- Target muscle: Obliques
- Stabilizers (side closest to floor): Gluteus Medius, Gluteus Minimus, Tensor Fasciae Latae, Quadratus Lumborum, Psoas Major, Iliocastalis Lumborum, Iliocastalis Thoracis, Latissimus Dorsi, Lower Pectoralis Major, Pectoralis Minor, Levator Scapulae
- Stabilizers (other side): Gluteus Medius, Gluteus Minimus, Tensor Fasciae Latae
- Mechanics: Isolation
- Force: Push
- Sit on your side, supporting your upper body with your hand directly underneath your shoulder.
- Straighten your legs and stack them. Your hip should be resting on the floor and your feet should be together.
- Place your free hand on your hip.
- Exhale as you lift your hip off the floor while lifting your top leg, so that your legs are spread apart.
- Breathe normally as you maintain this position for the desired duration.
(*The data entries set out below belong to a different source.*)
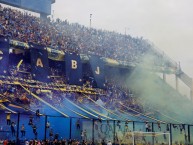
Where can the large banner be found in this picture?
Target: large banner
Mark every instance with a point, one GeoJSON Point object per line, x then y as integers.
{"type": "Point", "coordinates": [97, 66]}
{"type": "Point", "coordinates": [73, 69]}
{"type": "Point", "coordinates": [39, 63]}
{"type": "Point", "coordinates": [4, 55]}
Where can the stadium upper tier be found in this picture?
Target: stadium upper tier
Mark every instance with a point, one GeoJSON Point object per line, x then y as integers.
{"type": "Point", "coordinates": [61, 35]}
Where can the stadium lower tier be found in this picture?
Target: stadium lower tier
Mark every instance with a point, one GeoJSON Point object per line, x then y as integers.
{"type": "Point", "coordinates": [22, 127]}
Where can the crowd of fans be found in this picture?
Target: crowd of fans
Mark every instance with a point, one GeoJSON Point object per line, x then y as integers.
{"type": "Point", "coordinates": [64, 36]}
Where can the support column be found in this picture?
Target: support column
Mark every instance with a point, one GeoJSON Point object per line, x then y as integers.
{"type": "Point", "coordinates": [93, 121]}
{"type": "Point", "coordinates": [18, 120]}
{"type": "Point", "coordinates": [70, 128]}
{"type": "Point", "coordinates": [45, 130]}
{"type": "Point", "coordinates": [191, 91]}
{"type": "Point", "coordinates": [17, 136]}
{"type": "Point", "coordinates": [164, 76]}
{"type": "Point", "coordinates": [114, 130]}
{"type": "Point", "coordinates": [189, 134]}
{"type": "Point", "coordinates": [170, 133]}
{"type": "Point", "coordinates": [177, 83]}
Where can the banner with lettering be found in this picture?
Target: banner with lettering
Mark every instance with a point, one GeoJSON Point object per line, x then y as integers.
{"type": "Point", "coordinates": [39, 63]}
{"type": "Point", "coordinates": [97, 66]}
{"type": "Point", "coordinates": [4, 55]}
{"type": "Point", "coordinates": [73, 68]}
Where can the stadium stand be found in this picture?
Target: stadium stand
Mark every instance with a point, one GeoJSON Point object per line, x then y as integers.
{"type": "Point", "coordinates": [108, 112]}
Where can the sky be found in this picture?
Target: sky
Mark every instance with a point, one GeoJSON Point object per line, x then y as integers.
{"type": "Point", "coordinates": [168, 24]}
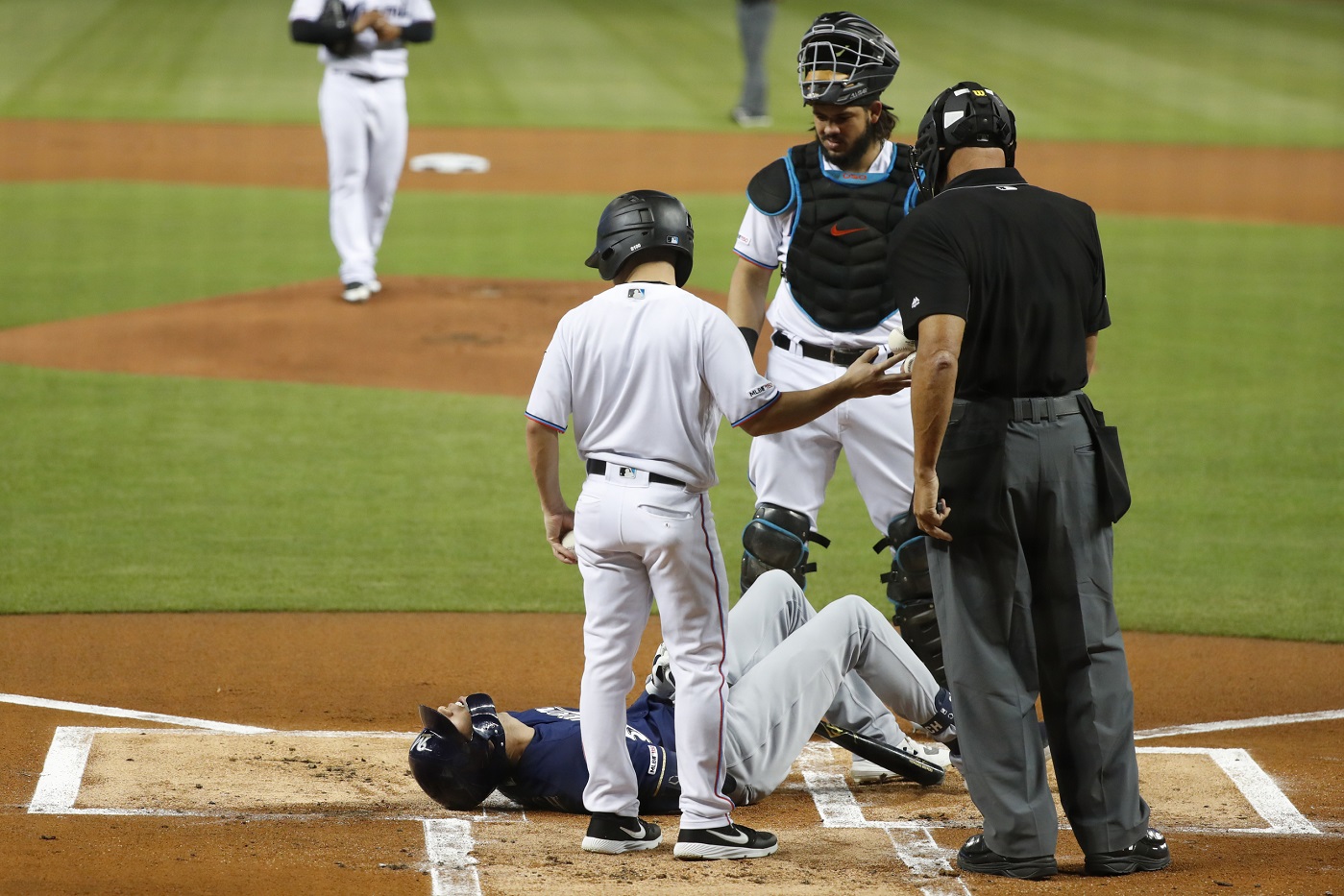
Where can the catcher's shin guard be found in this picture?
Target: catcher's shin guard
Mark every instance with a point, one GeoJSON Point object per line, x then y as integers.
{"type": "Point", "coordinates": [910, 592]}
{"type": "Point", "coordinates": [777, 539]}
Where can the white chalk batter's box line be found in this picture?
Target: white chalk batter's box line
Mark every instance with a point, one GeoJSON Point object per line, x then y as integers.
{"type": "Point", "coordinates": [449, 841]}
{"type": "Point", "coordinates": [838, 806]}
{"type": "Point", "coordinates": [62, 777]}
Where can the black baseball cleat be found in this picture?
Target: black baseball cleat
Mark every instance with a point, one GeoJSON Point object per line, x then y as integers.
{"type": "Point", "coordinates": [730, 841]}
{"type": "Point", "coordinates": [1149, 853]}
{"type": "Point", "coordinates": [615, 835]}
{"type": "Point", "coordinates": [976, 856]}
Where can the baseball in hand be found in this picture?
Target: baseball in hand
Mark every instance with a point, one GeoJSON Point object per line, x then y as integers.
{"type": "Point", "coordinates": [896, 343]}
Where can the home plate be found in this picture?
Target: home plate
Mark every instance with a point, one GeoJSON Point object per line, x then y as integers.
{"type": "Point", "coordinates": [451, 162]}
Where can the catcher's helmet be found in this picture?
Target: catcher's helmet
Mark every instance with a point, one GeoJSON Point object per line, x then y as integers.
{"type": "Point", "coordinates": [454, 771]}
{"type": "Point", "coordinates": [961, 115]}
{"type": "Point", "coordinates": [639, 221]}
{"type": "Point", "coordinates": [844, 61]}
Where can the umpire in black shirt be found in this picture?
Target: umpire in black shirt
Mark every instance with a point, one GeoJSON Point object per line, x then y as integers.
{"type": "Point", "coordinates": [1003, 288]}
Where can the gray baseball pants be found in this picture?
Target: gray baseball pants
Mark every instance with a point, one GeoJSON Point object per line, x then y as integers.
{"type": "Point", "coordinates": [1028, 612]}
{"type": "Point", "coordinates": [789, 666]}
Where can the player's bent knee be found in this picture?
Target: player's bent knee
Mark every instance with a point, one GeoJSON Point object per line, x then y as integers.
{"type": "Point", "coordinates": [777, 539]}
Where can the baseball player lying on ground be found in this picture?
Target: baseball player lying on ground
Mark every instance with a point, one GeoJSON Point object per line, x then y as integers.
{"type": "Point", "coordinates": [788, 666]}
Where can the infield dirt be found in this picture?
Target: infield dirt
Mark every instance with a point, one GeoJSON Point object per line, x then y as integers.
{"type": "Point", "coordinates": [366, 672]}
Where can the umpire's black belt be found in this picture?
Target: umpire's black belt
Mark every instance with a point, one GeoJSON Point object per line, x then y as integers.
{"type": "Point", "coordinates": [599, 468]}
{"type": "Point", "coordinates": [818, 352]}
{"type": "Point", "coordinates": [1028, 408]}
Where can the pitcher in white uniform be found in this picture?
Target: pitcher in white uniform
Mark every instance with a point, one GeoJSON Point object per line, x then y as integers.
{"type": "Point", "coordinates": [647, 371]}
{"type": "Point", "coordinates": [362, 104]}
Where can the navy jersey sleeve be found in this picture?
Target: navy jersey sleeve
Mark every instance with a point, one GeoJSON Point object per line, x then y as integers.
{"type": "Point", "coordinates": [552, 771]}
{"type": "Point", "coordinates": [652, 746]}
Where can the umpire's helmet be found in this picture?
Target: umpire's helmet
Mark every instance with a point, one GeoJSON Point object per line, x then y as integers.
{"type": "Point", "coordinates": [961, 115]}
{"type": "Point", "coordinates": [844, 61]}
{"type": "Point", "coordinates": [639, 221]}
{"type": "Point", "coordinates": [454, 771]}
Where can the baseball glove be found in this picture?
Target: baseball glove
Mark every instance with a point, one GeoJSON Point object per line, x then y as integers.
{"type": "Point", "coordinates": [335, 17]}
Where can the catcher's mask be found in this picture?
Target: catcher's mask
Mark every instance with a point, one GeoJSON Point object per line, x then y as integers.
{"type": "Point", "coordinates": [844, 61]}
{"type": "Point", "coordinates": [639, 221]}
{"type": "Point", "coordinates": [961, 115]}
{"type": "Point", "coordinates": [454, 771]}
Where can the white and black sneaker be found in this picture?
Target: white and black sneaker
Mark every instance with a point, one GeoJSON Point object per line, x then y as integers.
{"type": "Point", "coordinates": [730, 841]}
{"type": "Point", "coordinates": [660, 681]}
{"type": "Point", "coordinates": [615, 835]}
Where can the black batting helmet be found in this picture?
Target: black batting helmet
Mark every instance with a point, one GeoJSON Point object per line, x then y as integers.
{"type": "Point", "coordinates": [966, 114]}
{"type": "Point", "coordinates": [844, 61]}
{"type": "Point", "coordinates": [639, 221]}
{"type": "Point", "coordinates": [454, 771]}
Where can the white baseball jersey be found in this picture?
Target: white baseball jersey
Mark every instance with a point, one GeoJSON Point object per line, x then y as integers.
{"type": "Point", "coordinates": [369, 56]}
{"type": "Point", "coordinates": [656, 401]}
{"type": "Point", "coordinates": [765, 239]}
{"type": "Point", "coordinates": [647, 371]}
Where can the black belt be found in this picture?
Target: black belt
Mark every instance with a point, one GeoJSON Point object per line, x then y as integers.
{"type": "Point", "coordinates": [599, 468]}
{"type": "Point", "coordinates": [818, 352]}
{"type": "Point", "coordinates": [1030, 408]}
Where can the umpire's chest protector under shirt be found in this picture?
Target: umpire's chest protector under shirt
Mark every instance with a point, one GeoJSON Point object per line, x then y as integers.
{"type": "Point", "coordinates": [1020, 265]}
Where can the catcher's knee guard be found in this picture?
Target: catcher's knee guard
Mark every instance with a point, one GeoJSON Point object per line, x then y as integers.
{"type": "Point", "coordinates": [910, 592]}
{"type": "Point", "coordinates": [777, 539]}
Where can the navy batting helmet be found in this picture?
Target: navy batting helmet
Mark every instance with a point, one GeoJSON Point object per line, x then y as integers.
{"type": "Point", "coordinates": [961, 115]}
{"type": "Point", "coordinates": [844, 61]}
{"type": "Point", "coordinates": [454, 771]}
{"type": "Point", "coordinates": [639, 221]}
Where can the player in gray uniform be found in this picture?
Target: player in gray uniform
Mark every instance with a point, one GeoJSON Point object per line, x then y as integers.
{"type": "Point", "coordinates": [788, 666]}
{"type": "Point", "coordinates": [362, 104]}
{"type": "Point", "coordinates": [824, 214]}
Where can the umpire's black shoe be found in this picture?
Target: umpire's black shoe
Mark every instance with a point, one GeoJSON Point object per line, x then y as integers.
{"type": "Point", "coordinates": [976, 856]}
{"type": "Point", "coordinates": [1149, 853]}
{"type": "Point", "coordinates": [613, 835]}
{"type": "Point", "coordinates": [730, 841]}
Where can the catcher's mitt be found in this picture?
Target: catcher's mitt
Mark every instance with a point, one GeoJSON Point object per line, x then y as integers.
{"type": "Point", "coordinates": [335, 17]}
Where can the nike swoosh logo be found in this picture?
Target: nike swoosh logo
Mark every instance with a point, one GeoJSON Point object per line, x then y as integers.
{"type": "Point", "coordinates": [737, 839]}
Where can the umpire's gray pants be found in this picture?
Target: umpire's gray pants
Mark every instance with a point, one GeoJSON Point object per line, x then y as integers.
{"type": "Point", "coordinates": [1031, 613]}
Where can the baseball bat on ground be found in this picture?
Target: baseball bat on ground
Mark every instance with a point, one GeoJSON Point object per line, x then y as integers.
{"type": "Point", "coordinates": [916, 768]}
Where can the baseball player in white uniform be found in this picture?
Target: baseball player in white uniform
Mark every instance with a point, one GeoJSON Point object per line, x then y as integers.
{"type": "Point", "coordinates": [647, 371]}
{"type": "Point", "coordinates": [362, 105]}
{"type": "Point", "coordinates": [824, 216]}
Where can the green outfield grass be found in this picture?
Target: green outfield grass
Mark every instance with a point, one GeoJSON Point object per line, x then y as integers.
{"type": "Point", "coordinates": [1254, 71]}
{"type": "Point", "coordinates": [151, 494]}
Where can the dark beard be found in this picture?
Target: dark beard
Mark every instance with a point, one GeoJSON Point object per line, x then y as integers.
{"type": "Point", "coordinates": [855, 154]}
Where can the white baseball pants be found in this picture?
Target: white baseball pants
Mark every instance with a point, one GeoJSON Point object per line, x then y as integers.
{"type": "Point", "coordinates": [642, 542]}
{"type": "Point", "coordinates": [364, 124]}
{"type": "Point", "coordinates": [794, 468]}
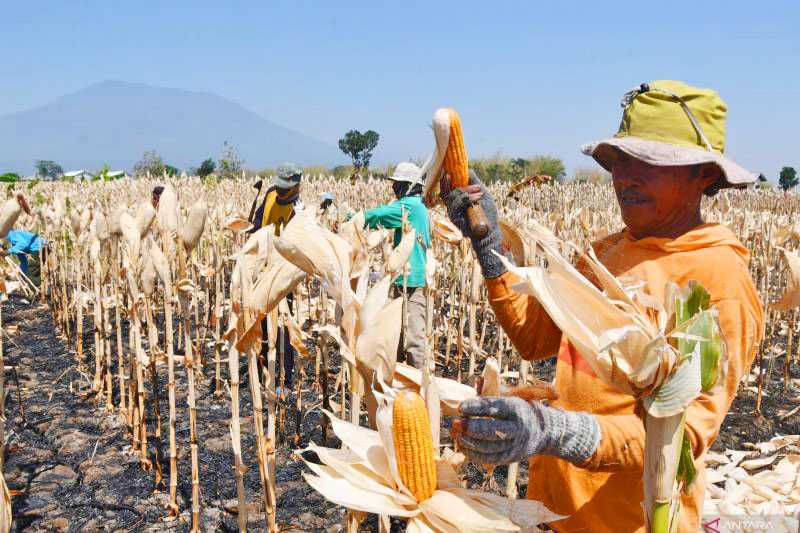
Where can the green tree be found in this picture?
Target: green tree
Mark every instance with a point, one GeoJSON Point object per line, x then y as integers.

- Repeat on the opposite side.
Comments and tips
- The high one-leg side plank is an advanced exercise. Make sure you have first mastered the high side plank before attempting this exercise.
- Keep your body still and straight throughout the exercise.
- For your safety, stop holding the position once you break form.
- By keeping the top leg raised, the core and hip abductors of the leg closest to the floor are more activated compared to the high side plank.
- In the high one-leg side plank, the hip abductors of the top leg are also activated, compared to the high side plank where the top leg’s hip adductors are more emphasized.
- This exercise is also known as the high side plank with leg raise.